Paiements en ligne : l'Europe cible Visa, MasterCard et Apple Pay
En Europe, les paiements numériques se sont imposés comme une solution de référence pour des millions de consommateurs et de commerçants. Cependant, les géants du secteur comme Visa, MasterCard et les portefeuilles numériques tels qu'Apple Pay ne bénéficient pas encore d'un cadre réglementaire strict. L'Union européenne travaille sur des réformes pour instaurer davantage de transparence et mieux superviser ces acteurs, dont l'influence sur le marché ne cesse de croître.
Encadrement des paiements numériques
Les portefeuilles électroniques, tels qu'Apple Pay, Google Pay et Samsung Pay, sont aujourd'hui régis par les règles de l'Eurosystème applicables aux instruments, schémas et solutions de paiement. Toutefois, ce cadre, appelé PISA (Payment Instruments, Schemes and Arrangements), se limite à des exigences légères, sans sanctions spécifiques.
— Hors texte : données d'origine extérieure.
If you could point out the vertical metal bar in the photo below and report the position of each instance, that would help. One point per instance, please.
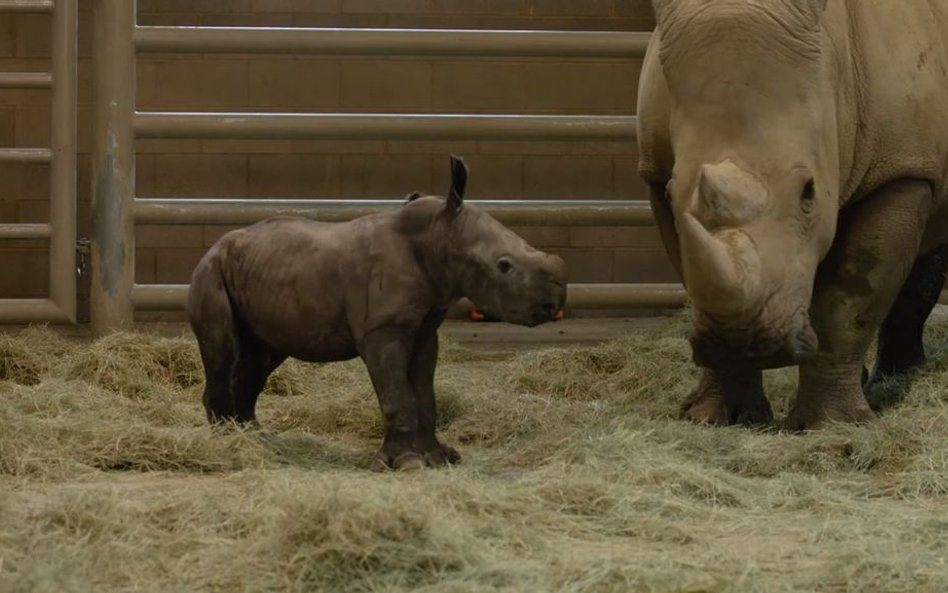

La révision en cours de la directive sur les services de paiement (DSP3) et du règlement sur les services de paiement (PSR) vise à instaurer un cadre spécifique pour ces acteurs. Cela inclurait des règles adaptées à leur rôle de plus en plus central dans le système financier, notamment en matière de prévention des fraudes et de lutte contre le blanchiment.
Selon un rapport récent de l'ACPR (Autorité de contrôle prudentiel et de résolution), ces acteurs soulèvent des problématiques spécifiques liées aux risques opérationnels et au respect des exigences réglementaires.
En parallèle, la position française, soutenue par l'Italie et le Portugal d'après Les Echos, plaide pour que ces acteurs soient soumis à des obligations accrues de transparence. Il s'agirait, par exemple, de clarifier les conditions imposées aux banques pour intégrer leurs services et garantir la sécurité des accès.
Frais de paiement, un débat européen et mondial
Les frais appliqués par les réseaux de cartes comme Visa et MasterCard sont également au cœur des préoccupations. Si les frais d'interchange ont été plafonnés à 0,2% pour les cartes de débit et 0,3% pour les cartes de crédit par un règlement européen en 2015, les frais de réseaux, eux, restent non régulés. Ces coûts, supportés par les commerçants, ont augmenté ces dernières années, selon des plaintes relayées auprès de la Commission européenne.
L'association Ecommerce Europe, qui regroupe des enseignes comme Ikea et H&M, a récemment appelé à une transparence accrue des frais facturés par ces réseaux. Cela permettrait une meilleure comparabilité entre les offres et inciterait les prestataires à ajuster leurs prix en fonction des coûts réels, plutôt que de maximiser leurs marges.
Aux États-Unis, un débat similaire fait rage. Une proposition de loi, le Credit Card Competition Act, cherche à limiter le duopole de Visa et MasterCard, qui contrôlent 80% du marché américain. Ce texte obligerait les banques ayant plus de 100 milliards de dollars d'actifs à proposer au moins un réseau alternatif. Ce modèle s'inspire notamment de la France, où les banques utilisent également le réseau domestique CB.
L'Europe face à ses enjeux de souveraineté et d'harmonisation
Au-delà des problématiques financières, cette régulation pose des questions stratégiques pour l'Union européenne. L'objectif est double : réduire la dépendance envers des entreprises américaines comme Visa et Apple Pay, et favoriser l'émergence d'alternatives locales. Cette démarche vise aussi à harmoniser les pratiques réglementaires entre États membres, afin de garantir un cadre unifié pour l'ensemble des acteurs du marché.
Dans ce contexte, la France pousse pour une action rapide, sans attendre les conclusions des enquêtes en cours. Toutefois, cette approche se heurte à des résistances, notamment de l'Allemagne et des pays nordiques, qui privilégient une démarche plus progressive.